Ma ciò che è facile durante il bel tempo, ed in piena luce, soffre difficoltà e pericoli quando gli elementi sono in lotta violenta.

Michele Strogoff sapeva, per averlo già provato, che cosa sia un uragano nelle montagne, e forse trovava con ragione questa meteora formidabile al pari di quei terribili turbini di neve che d’inverno vi si scatenano con violenza incomparabile.

Quando partirono, la pioggia non cadeva ancora. Michele Strogoff aveva sollevato le cortine di cuojo che proteggevano l’interno del tarentass, e guardava dinanzi a sè, pur osservando gli orli della strada che la luce vacillante delle lanterne popolava di fantastici profili. Nadia, immobile, colle braccia incrociate, guardava anch’essa, ma però non si curvava, mentre il suo compagno, col corpo mezzo fuori della cassa, interrogava cielo e terra.

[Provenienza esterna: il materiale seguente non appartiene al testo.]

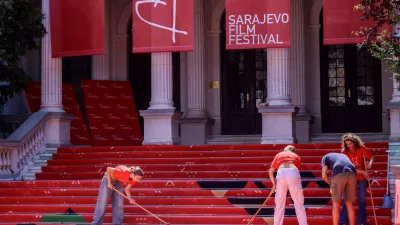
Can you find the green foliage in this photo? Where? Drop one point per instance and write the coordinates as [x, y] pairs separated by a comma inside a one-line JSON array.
[[380, 39], [20, 31]]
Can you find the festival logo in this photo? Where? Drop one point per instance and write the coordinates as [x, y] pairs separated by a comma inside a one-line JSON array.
[[167, 25]]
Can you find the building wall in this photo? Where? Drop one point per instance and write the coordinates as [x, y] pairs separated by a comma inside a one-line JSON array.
[[120, 15]]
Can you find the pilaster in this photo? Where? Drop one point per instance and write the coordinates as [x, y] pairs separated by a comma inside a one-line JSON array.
[[51, 69], [297, 72], [195, 120], [51, 85], [101, 63], [278, 117], [196, 66], [161, 120]]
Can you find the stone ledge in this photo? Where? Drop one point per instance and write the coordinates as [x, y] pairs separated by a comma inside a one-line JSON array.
[[305, 117], [160, 112], [393, 105], [279, 109], [190, 120]]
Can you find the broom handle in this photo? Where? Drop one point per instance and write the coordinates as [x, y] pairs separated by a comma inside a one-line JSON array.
[[265, 202], [370, 193], [141, 207]]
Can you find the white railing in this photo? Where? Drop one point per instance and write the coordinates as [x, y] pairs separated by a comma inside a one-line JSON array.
[[27, 141]]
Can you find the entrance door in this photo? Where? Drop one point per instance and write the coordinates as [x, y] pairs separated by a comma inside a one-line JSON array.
[[351, 90]]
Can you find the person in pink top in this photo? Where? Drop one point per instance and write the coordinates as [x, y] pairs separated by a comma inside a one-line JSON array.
[[288, 178], [113, 179]]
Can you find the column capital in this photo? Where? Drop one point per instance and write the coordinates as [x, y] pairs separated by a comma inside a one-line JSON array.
[[121, 37]]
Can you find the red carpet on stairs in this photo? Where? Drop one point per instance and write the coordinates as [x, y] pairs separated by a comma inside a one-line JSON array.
[[182, 185], [79, 131], [111, 112]]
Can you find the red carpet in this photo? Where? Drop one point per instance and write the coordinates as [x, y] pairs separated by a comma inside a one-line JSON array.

L’ammosfera era assolutamente tranquilla, ma d’una calma minacciosa. Non si moveva ancora una molecola d’aria. Si avrebbe detto che la natura, mezzo soffocata, non respirasse più, e che i suoi polmoni, vale a dire queste nuvole dense, atrofizzate da qualche causa, non potessero più funzionare. Il silenzio sarebbe stato assoluto senza lo stridío delle ruote del tarentass, che stritolavano i ciottoli della via, il gemito dei mozzi e delle assi della macchina, la respirazione rumorosa dei cavalli, ai quali mancava il fiato, ed il battere dei loro piedi ferrati sui ciottoli scintillanti all’urto.

Del resto la strada era assolutamente deserta.